After experimenting with another container orchestration platform and "breaking it in very painful ways," Lynch says, the team began experimenting with Kubernetes in mid-2016 and found that it "answered all the questions that we had." Deploying it in the data center rather than the public cloud was their biggest challenge, and at the time, not a lot of other companies were doing that. "We had to figure out how to deploy this in our infrastructure for ourselves, and we had to integrate it with our other applications," says Lynch.

At the same time, Squarespace's Network Engineering team was modernizing its networking stack, switching from a traditional layer-two network to a layer-three spine-and-leaf network. "It mapped beautifully with what we wanted to do with Kubernetes," says Lynch. "It gives us the ability to have our servers communicate directly with the top-of-rack switches. We use Calico for CNI networking for Kubernetes, so we can announce all these individual Kubernetes pod IP addresses and have them integrate seamlessly with our other services that are still provisioned in the VMs."

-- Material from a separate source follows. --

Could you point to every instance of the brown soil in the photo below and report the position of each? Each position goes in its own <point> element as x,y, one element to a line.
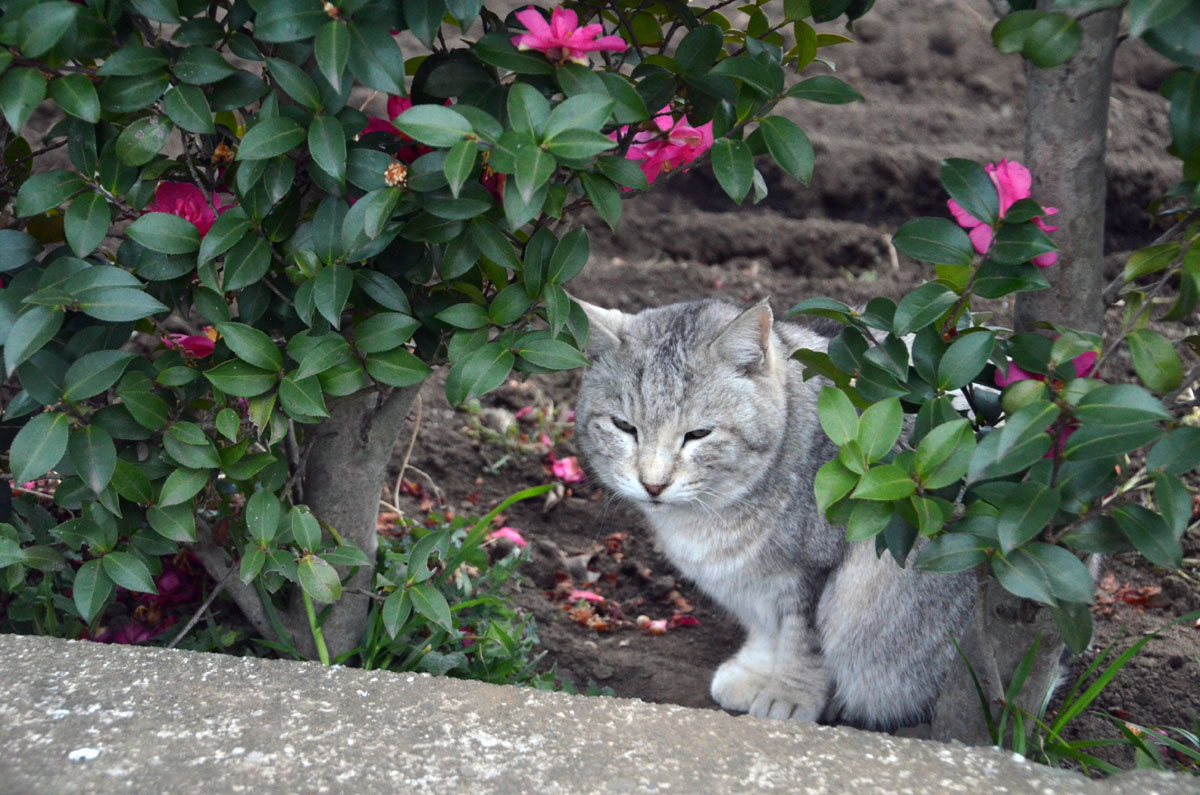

Within a couple months, they had a stable cluster for their internal use, and began rolling out Kubernetes for production. They also added Zipkin and CNCF projects Prometheus and fluentd to their cloud native stack. "We switched to Kubernetes, a new world, and we revamped all our other tooling as well," says Lynch. "It allowed us to streamline our process, so we can now easily create an entire microservice project from templates, generate the code and deployment pipeline for that, generate the Dockerfile, and then immediately just ship a workable, deployable project to Kubernetes." Deployments across Dev/QA/Stage/Prod were also "simplified drastically," Lynch adds. "Now there is little configuration variation."

And the whole process takes only five minutes, an almost 85% reduction in time compared to their VM deployment. "From end to end that probably took half an hour, and that's not accounting for the fact that an infrastructure engineer would be responsible for doing that, so there's some business delay in there as well."

With faster deployments, "productivity time is the big cost saver," says Lynch. "We had a team that was implementing a new file storage service, and they just started integrating that with our storage back end without our involvement"—which wouldn't have been possible before Kubernetes. He adds: "When we started the Kubernetes project, we had probably a dozen microservices. Today there are twice that in the pipeline being actively worked on."

There's also been a positive impact on the application's resilience. "When we're deploying VMs, we have to build tooling to ensure that a service is spread across racks appropriately and can withstand failure," he says. "Kubernetes just does it. If a node goes down, it's rescheduled immediately and there's no performance impact."

Another big benefit is autoscaling. "It wasn't really possible with the way we've been using VMware," says Lynch, "but now we can just add the appropriate autoscaling features via Kubernetes directly, and boom, it's scaling up as demand increases. And it worked out of the box."

For others starting out with Kubernetes, Lynch says his best advice is to "fail fast": "Once you've planned things out, just execute. Kubernetes has been really great for trying something out quickly and seeing if it works or not."

Lynch and his team are planning to open source some of the tools they've developed to extend Kubernetes and use it as an API itself. The first tool injects dependent applications as containers in a pod. "When you ship an application, usually it comes along with a whole bunch of dependent applications that need to be shipped with that, for example, fluentd for logging," he explains. With this tool, the developer doesn't need to worry about the configurations.

Going forward, all new services at Squarespace are going into Kubernetes, and the end goal is to convert everything it can. About a quarter of existing services have been migrated. "Our monolithic application is going to be the last one, just because it's so big and complex," says Lynch. "But now I'm seeing other services get moved over, like the file storage service. Someone just did it and it worked—painlessly. So I believe if we tackle it, it's probably going to be a lot easier than we fear. Maybe I should just take my own advice and fail fast!"